Nombre de membres du Comité se sont inquiétés de la lenteur du processus de réforme législative en cours dans le pays. Les intentions doivent être suivies d'action, ont-ils souligné. La délégation a assuré que le mois prochain, le Parlement reprendra l'examen du projet de loi sur les enfants qui "passera" sans problème puisqu'il n'y a désormais plus aucune opposition à ce projet, que ce soit au sein de la société civile ou dans le gouvernement. La délégation a expliqué que dans un premier temps, les ONG avaient trouvé ce projet "trop timide" du point de vue de la mise en oeuvre des droits de l'enfant au titre de la Convention. D'autres préoccupations avaient par ailleurs été exprimées, notamment par la communauté musulmane qui pensait que le projet de loi devrait être réexaminé.
En ce qui concerne l'administration de la justice pour mineurs, la délégation a reconnu que la législation mentionne l'âge de huit ans comme étant celui de la responsabilité pénale.
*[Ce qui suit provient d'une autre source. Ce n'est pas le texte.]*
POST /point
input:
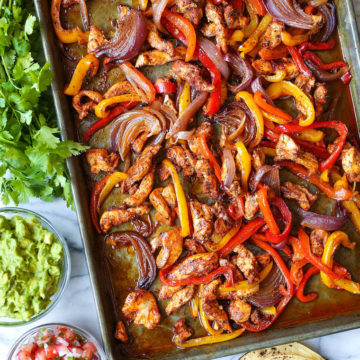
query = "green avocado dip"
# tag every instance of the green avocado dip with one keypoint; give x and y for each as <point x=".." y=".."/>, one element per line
<point x="30" y="267"/>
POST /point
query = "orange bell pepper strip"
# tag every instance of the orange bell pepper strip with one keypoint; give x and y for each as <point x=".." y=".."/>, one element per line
<point x="181" y="199"/>
<point x="88" y="62"/>
<point x="261" y="102"/>
<point x="66" y="36"/>
<point x="300" y="291"/>
<point x="187" y="29"/>
<point x="207" y="154"/>
<point x="326" y="188"/>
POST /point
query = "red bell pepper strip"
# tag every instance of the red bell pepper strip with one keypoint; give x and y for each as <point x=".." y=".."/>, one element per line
<point x="300" y="291"/>
<point x="243" y="234"/>
<point x="258" y="240"/>
<point x="267" y="323"/>
<point x="326" y="188"/>
<point x="339" y="126"/>
<point x="238" y="212"/>
<point x="313" y="259"/>
<point x="317" y="61"/>
<point x="102" y="122"/>
<point x="287" y="218"/>
<point x="298" y="60"/>
<point x="316" y="46"/>
<point x="222" y="270"/>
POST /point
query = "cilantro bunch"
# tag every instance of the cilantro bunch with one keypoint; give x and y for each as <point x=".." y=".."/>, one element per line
<point x="32" y="155"/>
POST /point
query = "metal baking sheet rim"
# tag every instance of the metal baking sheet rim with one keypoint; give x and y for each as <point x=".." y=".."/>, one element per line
<point x="351" y="50"/>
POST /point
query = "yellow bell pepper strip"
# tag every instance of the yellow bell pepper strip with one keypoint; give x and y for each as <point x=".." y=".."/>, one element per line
<point x="212" y="247"/>
<point x="66" y="36"/>
<point x="282" y="88"/>
<point x="204" y="320"/>
<point x="311" y="135"/>
<point x="280" y="74"/>
<point x="184" y="100"/>
<point x="100" y="192"/>
<point x="181" y="199"/>
<point x="261" y="102"/>
<point x="101" y="109"/>
<point x="251" y="42"/>
<point x="174" y="23"/>
<point x="244" y="284"/>
<point x="245" y="159"/>
<point x="332" y="243"/>
<point x="210" y="339"/>
<point x="207" y="154"/>
<point x="88" y="62"/>
<point x="256" y="113"/>
<point x="254" y="19"/>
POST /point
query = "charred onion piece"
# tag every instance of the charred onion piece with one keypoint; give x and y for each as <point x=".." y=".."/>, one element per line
<point x="144" y="256"/>
<point x="129" y="36"/>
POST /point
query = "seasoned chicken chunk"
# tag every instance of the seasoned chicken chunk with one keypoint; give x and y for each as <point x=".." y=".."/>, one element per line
<point x="142" y="193"/>
<point x="272" y="36"/>
<point x="299" y="193"/>
<point x="140" y="306"/>
<point x="216" y="19"/>
<point x="246" y="262"/>
<point x="287" y="149"/>
<point x="239" y="311"/>
<point x="350" y="161"/>
<point x="202" y="218"/>
<point x="179" y="299"/>
<point x="121" y="215"/>
<point x="156" y="42"/>
<point x="171" y="243"/>
<point x="195" y="265"/>
<point x="318" y="239"/>
<point x="191" y="74"/>
<point x="182" y="331"/>
<point x="100" y="160"/>
<point x="120" y="332"/>
<point x="141" y="167"/>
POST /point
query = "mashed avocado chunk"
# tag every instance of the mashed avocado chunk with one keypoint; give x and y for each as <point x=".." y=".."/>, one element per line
<point x="31" y="264"/>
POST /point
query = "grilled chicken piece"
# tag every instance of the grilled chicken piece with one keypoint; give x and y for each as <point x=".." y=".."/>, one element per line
<point x="287" y="149"/>
<point x="182" y="331"/>
<point x="140" y="306"/>
<point x="156" y="42"/>
<point x="195" y="265"/>
<point x="96" y="38"/>
<point x="216" y="19"/>
<point x="247" y="263"/>
<point x="192" y="74"/>
<point x="157" y="57"/>
<point x="119" y="88"/>
<point x="171" y="243"/>
<point x="239" y="311"/>
<point x="180" y="298"/>
<point x="318" y="239"/>
<point x="142" y="193"/>
<point x="272" y="36"/>
<point x="232" y="17"/>
<point x="191" y="9"/>
<point x="202" y="218"/>
<point x="121" y="215"/>
<point x="120" y="332"/>
<point x="251" y="206"/>
<point x="215" y="312"/>
<point x="100" y="160"/>
<point x="350" y="161"/>
<point x="82" y="107"/>
<point x="141" y="167"/>
<point x="299" y="193"/>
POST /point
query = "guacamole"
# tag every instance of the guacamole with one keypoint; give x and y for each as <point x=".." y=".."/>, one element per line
<point x="30" y="264"/>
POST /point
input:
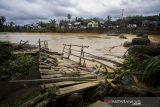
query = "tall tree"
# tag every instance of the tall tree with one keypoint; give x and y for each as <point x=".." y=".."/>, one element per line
<point x="2" y="21"/>
<point x="69" y="17"/>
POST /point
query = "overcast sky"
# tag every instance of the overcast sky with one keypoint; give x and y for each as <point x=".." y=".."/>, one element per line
<point x="32" y="11"/>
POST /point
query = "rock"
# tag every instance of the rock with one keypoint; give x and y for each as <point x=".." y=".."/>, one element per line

Il n'en demeure pas moins que la justice tient compte de la capacité de l'enfant à comprendre la nature des faits qui lui sont reprochés, a souligné la délégation. Toute la philosophie qui sous-tend le système pénal du Kenya repose sur le principe de rééducation et de réadaptation, a-t-elle ajouté. En outre, des pans entiers du système de droit pénal sont en cours de réexamen, a fait observer la délégation.
Plusieurs membres du Comité se sont inquiétés du faible taux d'enregistrement des naissances au Kenya, ce qui ne manque pas d'avoir des conséquences fâcheuses pour les enfants, notamment du point de vue de leur scolarisation.
Un membre du Comité s'est enquis des conséquences, pour les enfants, des incidents interethniques qu'a connus le Kenya en 1997. Ce même expert s'est inquiété des chiffres indiquant que, dans ce pays, six à huit mille enfants se trouvent en prison avec leurs mères.